Note that the majority of the 1k interpreter is actually the word list! There are only a few hundred bytes of code. The planck.xxd file is relatively straightforward to understand if you have looked at a Forth implementation before. I think the real jewels are:

  1. The careful selection of the basic words that are understood by the binary interpreter
  2. The decision to forego even the trivial parsing of Forth in the bootstrap language, and implement effectively a bytecode interpreter but with Forth-like semantics and a Forth dictionary structure
  3. The buildup to something very like standard Forth in bootstrap.fs

If you have not previously looked at a Forth, I highly recommend perusing Jonesforth first. In particular, read through jonesforth.S and then at least skim jonesforth.f for an understanding of bootstrapping Forth. The planckforth bootstrap is much more low-level than the Jonesforth bootstrap, however!

Then … dive into bootstrap.fs, which is a true joy to behold. The interpreter provided by planck.xxd reads exactly one byte at a time and executes it as a word from its dictionary, crashing immediately if the word is not found. The only I/O it is capable of is likewise one byte at at time, from standard input. It cannot handle even whitespace or comments!

The bootstrap code very elegantly takes this extremely primitive environment one step at a time to a language that rapidly starts to look like Forth; first it defines no-op words for space and newline so that whitespace can be used to make the code more readable, then it defines Forth-style \ line comments, and then it starts to build up defining words.
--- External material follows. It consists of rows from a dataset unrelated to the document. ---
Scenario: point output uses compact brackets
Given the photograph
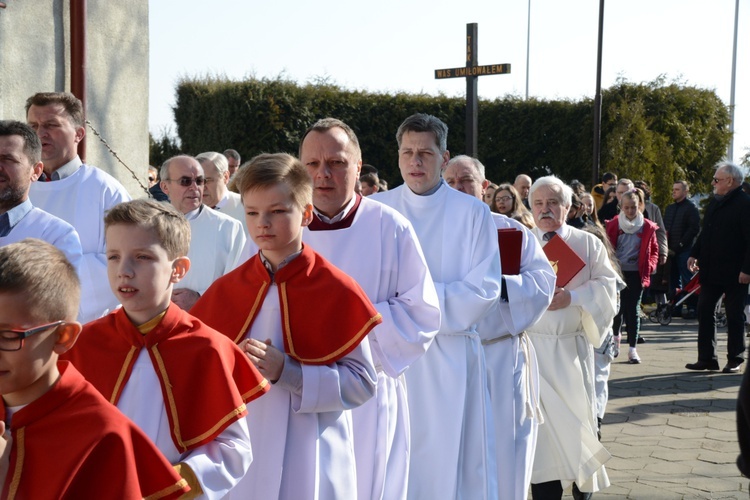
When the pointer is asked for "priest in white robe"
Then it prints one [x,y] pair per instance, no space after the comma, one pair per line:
[452,439]
[569,455]
[216,240]
[20,154]
[77,193]
[512,370]
[215,193]
[377,246]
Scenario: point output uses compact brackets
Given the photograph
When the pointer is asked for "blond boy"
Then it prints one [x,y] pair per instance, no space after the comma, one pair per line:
[183,384]
[66,441]
[301,321]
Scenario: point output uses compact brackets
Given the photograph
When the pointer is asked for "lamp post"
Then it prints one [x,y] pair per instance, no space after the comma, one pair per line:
[598,101]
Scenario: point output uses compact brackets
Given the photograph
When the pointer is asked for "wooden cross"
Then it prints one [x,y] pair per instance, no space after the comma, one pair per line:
[471,72]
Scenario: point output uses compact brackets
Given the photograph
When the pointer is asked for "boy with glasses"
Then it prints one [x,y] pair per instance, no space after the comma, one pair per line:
[66,440]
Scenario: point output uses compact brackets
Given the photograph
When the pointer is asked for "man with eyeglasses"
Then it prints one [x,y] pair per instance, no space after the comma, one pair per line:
[79,194]
[215,193]
[722,253]
[216,239]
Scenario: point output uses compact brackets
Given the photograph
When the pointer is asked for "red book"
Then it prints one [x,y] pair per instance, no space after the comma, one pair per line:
[563,259]
[509,241]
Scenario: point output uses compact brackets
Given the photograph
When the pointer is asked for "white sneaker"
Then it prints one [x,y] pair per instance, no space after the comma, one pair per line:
[616,348]
[633,357]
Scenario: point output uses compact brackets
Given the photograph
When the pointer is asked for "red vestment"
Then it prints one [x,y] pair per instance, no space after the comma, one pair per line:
[324,312]
[71,443]
[205,380]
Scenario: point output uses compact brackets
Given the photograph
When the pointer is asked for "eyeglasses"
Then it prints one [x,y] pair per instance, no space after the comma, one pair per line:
[188,181]
[12,340]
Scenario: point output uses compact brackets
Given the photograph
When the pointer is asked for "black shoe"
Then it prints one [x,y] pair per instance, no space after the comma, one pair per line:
[703,365]
[732,367]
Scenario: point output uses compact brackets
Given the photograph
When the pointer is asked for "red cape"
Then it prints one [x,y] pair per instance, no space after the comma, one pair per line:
[205,380]
[71,443]
[324,312]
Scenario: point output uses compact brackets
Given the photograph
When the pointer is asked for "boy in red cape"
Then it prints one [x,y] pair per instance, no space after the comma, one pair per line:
[301,321]
[181,382]
[66,440]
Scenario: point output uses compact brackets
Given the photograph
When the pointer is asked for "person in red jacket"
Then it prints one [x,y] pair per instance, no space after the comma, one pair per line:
[636,247]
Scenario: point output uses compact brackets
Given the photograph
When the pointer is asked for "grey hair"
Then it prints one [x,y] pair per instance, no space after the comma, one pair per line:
[164,171]
[219,160]
[563,191]
[626,182]
[733,170]
[421,122]
[477,164]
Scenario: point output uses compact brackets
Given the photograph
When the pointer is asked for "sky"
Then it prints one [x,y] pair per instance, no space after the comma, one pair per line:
[395,46]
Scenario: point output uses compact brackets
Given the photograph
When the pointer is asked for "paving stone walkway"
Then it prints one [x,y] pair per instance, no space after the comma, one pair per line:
[672,432]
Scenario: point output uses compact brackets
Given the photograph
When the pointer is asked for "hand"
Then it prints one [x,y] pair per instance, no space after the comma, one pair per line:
[6,443]
[267,359]
[560,299]
[693,264]
[185,298]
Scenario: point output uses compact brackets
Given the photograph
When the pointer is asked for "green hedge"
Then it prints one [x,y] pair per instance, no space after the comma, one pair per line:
[656,131]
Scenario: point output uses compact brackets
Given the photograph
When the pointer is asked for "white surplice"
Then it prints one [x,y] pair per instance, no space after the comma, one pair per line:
[82,200]
[44,226]
[512,371]
[452,454]
[216,243]
[381,252]
[231,205]
[302,436]
[567,446]
[218,465]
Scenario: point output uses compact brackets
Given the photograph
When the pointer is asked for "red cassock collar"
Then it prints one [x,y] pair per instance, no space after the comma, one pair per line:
[71,443]
[205,380]
[324,312]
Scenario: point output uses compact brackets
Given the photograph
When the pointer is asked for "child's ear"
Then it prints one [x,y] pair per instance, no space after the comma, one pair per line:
[307,215]
[67,334]
[180,267]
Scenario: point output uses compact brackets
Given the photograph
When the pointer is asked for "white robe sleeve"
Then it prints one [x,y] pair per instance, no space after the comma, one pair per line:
[597,296]
[220,464]
[236,243]
[530,292]
[466,301]
[411,317]
[343,385]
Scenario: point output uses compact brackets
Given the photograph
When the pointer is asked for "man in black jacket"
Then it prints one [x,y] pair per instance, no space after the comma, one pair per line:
[683,223]
[722,251]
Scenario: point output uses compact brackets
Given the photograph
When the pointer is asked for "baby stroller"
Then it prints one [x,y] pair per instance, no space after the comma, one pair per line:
[663,312]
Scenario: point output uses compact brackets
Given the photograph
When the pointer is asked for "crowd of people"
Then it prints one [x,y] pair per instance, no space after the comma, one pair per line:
[291,328]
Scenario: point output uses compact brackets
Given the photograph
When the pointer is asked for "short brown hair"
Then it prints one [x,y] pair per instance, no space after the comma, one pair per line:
[326,124]
[267,170]
[44,276]
[171,227]
[32,145]
[72,105]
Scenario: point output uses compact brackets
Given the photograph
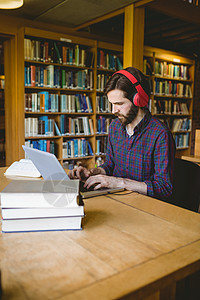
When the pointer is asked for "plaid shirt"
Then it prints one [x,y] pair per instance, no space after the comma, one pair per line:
[147,156]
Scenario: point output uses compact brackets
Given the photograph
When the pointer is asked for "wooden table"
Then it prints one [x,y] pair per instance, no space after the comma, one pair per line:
[131,247]
[192,158]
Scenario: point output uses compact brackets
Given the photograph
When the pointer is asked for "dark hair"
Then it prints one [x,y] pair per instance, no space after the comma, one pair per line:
[119,81]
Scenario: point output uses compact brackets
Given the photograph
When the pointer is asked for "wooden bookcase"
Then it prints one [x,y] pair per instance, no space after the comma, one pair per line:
[2,106]
[40,70]
[109,60]
[171,77]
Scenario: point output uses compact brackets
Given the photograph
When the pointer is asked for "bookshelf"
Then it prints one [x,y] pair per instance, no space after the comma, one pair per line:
[65,111]
[2,106]
[109,60]
[59,95]
[171,76]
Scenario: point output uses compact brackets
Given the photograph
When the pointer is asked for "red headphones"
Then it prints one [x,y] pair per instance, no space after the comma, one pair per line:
[140,99]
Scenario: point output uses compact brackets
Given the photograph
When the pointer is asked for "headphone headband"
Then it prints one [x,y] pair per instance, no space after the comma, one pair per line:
[141,99]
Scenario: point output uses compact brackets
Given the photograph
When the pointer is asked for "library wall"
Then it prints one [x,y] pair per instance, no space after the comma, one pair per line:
[196,106]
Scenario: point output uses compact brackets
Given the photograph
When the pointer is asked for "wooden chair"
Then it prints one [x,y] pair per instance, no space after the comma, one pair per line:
[197,143]
[186,185]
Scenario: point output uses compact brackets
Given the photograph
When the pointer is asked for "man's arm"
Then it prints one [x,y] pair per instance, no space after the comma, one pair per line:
[160,186]
[116,182]
[83,173]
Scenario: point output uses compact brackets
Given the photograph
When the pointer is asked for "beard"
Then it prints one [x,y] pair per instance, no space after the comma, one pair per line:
[129,117]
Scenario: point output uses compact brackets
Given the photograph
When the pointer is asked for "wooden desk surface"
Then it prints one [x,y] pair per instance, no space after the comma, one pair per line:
[130,245]
[192,158]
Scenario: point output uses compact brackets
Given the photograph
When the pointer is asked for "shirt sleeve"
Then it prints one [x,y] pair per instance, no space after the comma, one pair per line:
[161,184]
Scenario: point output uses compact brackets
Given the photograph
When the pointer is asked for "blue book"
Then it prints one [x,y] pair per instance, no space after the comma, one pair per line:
[62,124]
[57,129]
[90,149]
[42,76]
[80,99]
[86,108]
[46,127]
[25,76]
[75,147]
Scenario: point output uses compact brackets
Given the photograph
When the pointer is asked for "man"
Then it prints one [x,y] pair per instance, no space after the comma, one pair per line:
[140,153]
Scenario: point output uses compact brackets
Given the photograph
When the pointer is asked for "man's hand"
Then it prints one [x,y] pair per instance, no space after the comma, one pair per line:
[80,173]
[101,181]
[83,173]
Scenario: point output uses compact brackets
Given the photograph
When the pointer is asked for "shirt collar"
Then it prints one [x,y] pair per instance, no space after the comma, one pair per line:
[142,124]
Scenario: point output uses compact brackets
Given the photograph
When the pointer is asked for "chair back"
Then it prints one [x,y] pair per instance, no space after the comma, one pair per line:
[197,143]
[186,185]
The first word definition (for newline) looks like line noise:

h@l@h@!h@C+h!k1k0-h@$k:k0-h@k1k0-+$h@C+h!ih@!h@C+h!kefh@!h@C+h!l!

However, just a few definitions in, this much for Forth-y definition (note it’s still only single character words!) is equivalent to rp@ cell + rp!, to drop a word from the return stack:

r C + R

(NB that I’m not sure why it doesn’t use } _, which is R> DROP.)

A bare few dozen lines after that, all of those one-word definitions are renamed to their Forth equivalents, so that those terse definitions can be abandoned, and definitions start looking like:

: 2rot  >r >r 2swap r> r> 2swap ;

… and then we’re firmly in Forth territory!

After all of this slow buildup (including defining some simple assembly routines to compile things like system call invocations!), the culmination is a dictionary rewrite that drops the words for all of the early, non-Forth words that were only used to get from here to there, and the user is dropped into an environment where relatively normal Forth code Just Works. It takes 2670 lines of (heavily and usefully commented) code to get there, but considering that it started from something not far from the equivalent of assembly language, it is a joy to behold.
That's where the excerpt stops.